Nearly 1,000 pounds of blue marlin was all it took to reset a 68-year-old record -- and to hand one crew a payday of more than $6.5 million. Marlin Fever's 919.9-pound fish stands as the biggest in the history of North Carolina's Big Rock Blue Marlin Tournament.
Caught on the second day of the event out of Morehead City, the marlin pushed past the previous tournament best of 914 pounds, set by Top Dog in 2019. Angler Connor Daniel landed it aboard a 63-foot Jarrett Bay skippered by captain Cameron Guthrie, and no boat in the 278-strong fleet came close to matching it over the rest of the week. Marlin Fever's cut of a purse worth more than $9 million came to $6,513,187.50, ahead of Fender Bender (644.1 pounds) and Haphazard (635.6 pounds).
The flip side of those numbers is that the vast majority of boats leave with nothing. Rob Orr, who runs the Ocracoke charter Free Ranger, has learned that the hard way.
"Out of 278 boats, we finished fourth and eighth. That doesn't get you any money," Orr said.
Landing a qualifying blue at all is the achievement, he says. "I know people that fish the tournament for 25 years and never got in the way of a fish, and out of the 10 years, that's the first time I've been able to take in a qualifying blue marlin," Orr said. As for why the fleet keeps coming: "All the best marlin fishing is right here off of Ocracoke," he said, describing a hooked fish that "might jump 25 or 30 times in the first 30 seconds."

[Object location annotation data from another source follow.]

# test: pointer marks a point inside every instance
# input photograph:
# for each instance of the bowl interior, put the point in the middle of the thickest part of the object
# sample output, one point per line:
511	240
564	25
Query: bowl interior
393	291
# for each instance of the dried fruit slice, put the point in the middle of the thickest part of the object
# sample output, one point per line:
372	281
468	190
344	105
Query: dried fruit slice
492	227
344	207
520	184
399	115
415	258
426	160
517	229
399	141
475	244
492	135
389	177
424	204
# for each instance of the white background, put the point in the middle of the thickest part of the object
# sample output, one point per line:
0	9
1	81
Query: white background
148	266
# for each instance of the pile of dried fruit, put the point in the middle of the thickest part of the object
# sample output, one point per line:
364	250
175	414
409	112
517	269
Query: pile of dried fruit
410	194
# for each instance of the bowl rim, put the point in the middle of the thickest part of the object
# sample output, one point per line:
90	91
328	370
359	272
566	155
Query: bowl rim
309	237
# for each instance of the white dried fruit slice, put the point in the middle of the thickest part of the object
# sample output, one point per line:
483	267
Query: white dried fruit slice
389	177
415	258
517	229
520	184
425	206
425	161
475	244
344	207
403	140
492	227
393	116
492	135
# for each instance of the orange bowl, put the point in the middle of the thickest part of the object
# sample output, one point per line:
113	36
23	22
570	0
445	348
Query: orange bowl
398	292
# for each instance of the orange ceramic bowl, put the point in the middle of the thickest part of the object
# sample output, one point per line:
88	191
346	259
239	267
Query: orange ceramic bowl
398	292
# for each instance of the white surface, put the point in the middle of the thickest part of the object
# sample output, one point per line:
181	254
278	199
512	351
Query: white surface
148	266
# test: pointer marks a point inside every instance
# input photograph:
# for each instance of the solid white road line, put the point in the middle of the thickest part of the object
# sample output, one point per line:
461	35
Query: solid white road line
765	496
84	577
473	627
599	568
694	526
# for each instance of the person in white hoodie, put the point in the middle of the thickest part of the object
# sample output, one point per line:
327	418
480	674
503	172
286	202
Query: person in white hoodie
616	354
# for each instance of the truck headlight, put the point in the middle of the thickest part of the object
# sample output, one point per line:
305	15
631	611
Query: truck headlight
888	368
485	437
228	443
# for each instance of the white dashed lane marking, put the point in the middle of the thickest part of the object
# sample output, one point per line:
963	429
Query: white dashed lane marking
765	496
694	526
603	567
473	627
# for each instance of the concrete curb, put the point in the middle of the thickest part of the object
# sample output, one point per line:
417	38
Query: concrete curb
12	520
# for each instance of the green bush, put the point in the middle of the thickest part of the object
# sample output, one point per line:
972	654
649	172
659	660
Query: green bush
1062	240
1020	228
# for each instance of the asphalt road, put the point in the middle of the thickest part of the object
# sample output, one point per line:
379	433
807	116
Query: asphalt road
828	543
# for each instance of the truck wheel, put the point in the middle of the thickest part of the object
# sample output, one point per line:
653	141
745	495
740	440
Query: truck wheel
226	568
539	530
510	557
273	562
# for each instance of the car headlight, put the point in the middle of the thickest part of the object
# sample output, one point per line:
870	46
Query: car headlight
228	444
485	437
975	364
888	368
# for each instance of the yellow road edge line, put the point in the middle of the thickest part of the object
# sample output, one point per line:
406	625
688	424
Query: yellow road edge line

On Ocracoke, the reception outweighed the empty prize sheet. "When we pulled into the landing, there was a whole crowd from Ocracoke waiting for us," said Farris O'Neal. "Rob's a very good marlin fisherman and he will win it one day. It was awesome."
Running since 1957, the Big Rock pairs enormous prize money with small-town ritual. This year it also produced a fish that came within a whisker of the four-figure mark -- and a fresh reminder of how narrow the gap is between a record payday and going home broke.